De multiples expériences ont montré que les femmes qui demandent des salaires plus élevés, qui négocient, peuvent être perçues comme moins sympathiques, trop exigeantes…
En bref, les femmes sont socialement pénalisées lorsqu’elles négocient leurs conditions de travail ou lorsqu’elles partagent leurs ambitions professionnelles.
Pour établir une égalité professionnelle réelle, le changement doit être structurel, avant d’être individuel. Charge à la société et aux organisations de prendre cette question à bras-le-corps.

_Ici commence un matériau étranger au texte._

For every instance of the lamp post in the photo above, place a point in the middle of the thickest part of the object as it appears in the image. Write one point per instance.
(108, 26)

En attendant, en cette saison d’entretiens annuels, que peut-on faire, à nos petites échelles, pour mettre quelques chances de notre côté ?
Pour négocier son salaire, comprendre ses freins, envoyer valser l’autocensure
La première étape pour parvenir à travailler sur tout ça, c’est sans doute de prendre le temps de comprendre comment fonctionne notre société.

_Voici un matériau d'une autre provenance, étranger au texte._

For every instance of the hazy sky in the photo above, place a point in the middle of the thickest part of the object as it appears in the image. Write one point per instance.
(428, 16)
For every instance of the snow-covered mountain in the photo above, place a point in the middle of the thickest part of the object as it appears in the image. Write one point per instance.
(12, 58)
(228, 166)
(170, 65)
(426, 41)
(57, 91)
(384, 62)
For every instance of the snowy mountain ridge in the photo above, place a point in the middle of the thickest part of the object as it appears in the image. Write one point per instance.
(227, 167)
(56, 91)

Nous évoluons dans des milieux professionnels qui ne jouent pas forcément en notre faveur.
Prendre conscience que les inégalités existent, que nous n’avons pas acquis le réflexe de la négociation, et que nous avons intériorisé qu’il est mal perçu, pour une femme, d’avoir de l’ambition professionnelle…
Cela constitue déjà un premier pas — qui nous permettra de nous éloigner un peu de nos tendances à l’autocensure !
Pour négocier son salaire, plancher sur notre estime de soi
Pourquoi les hommes, parce qu’ils sont des hommes, seraient meilleurs au boulot ? Ils ne le sont pas : nous sommes tout aussi capables — et c’est bon de se le répéter.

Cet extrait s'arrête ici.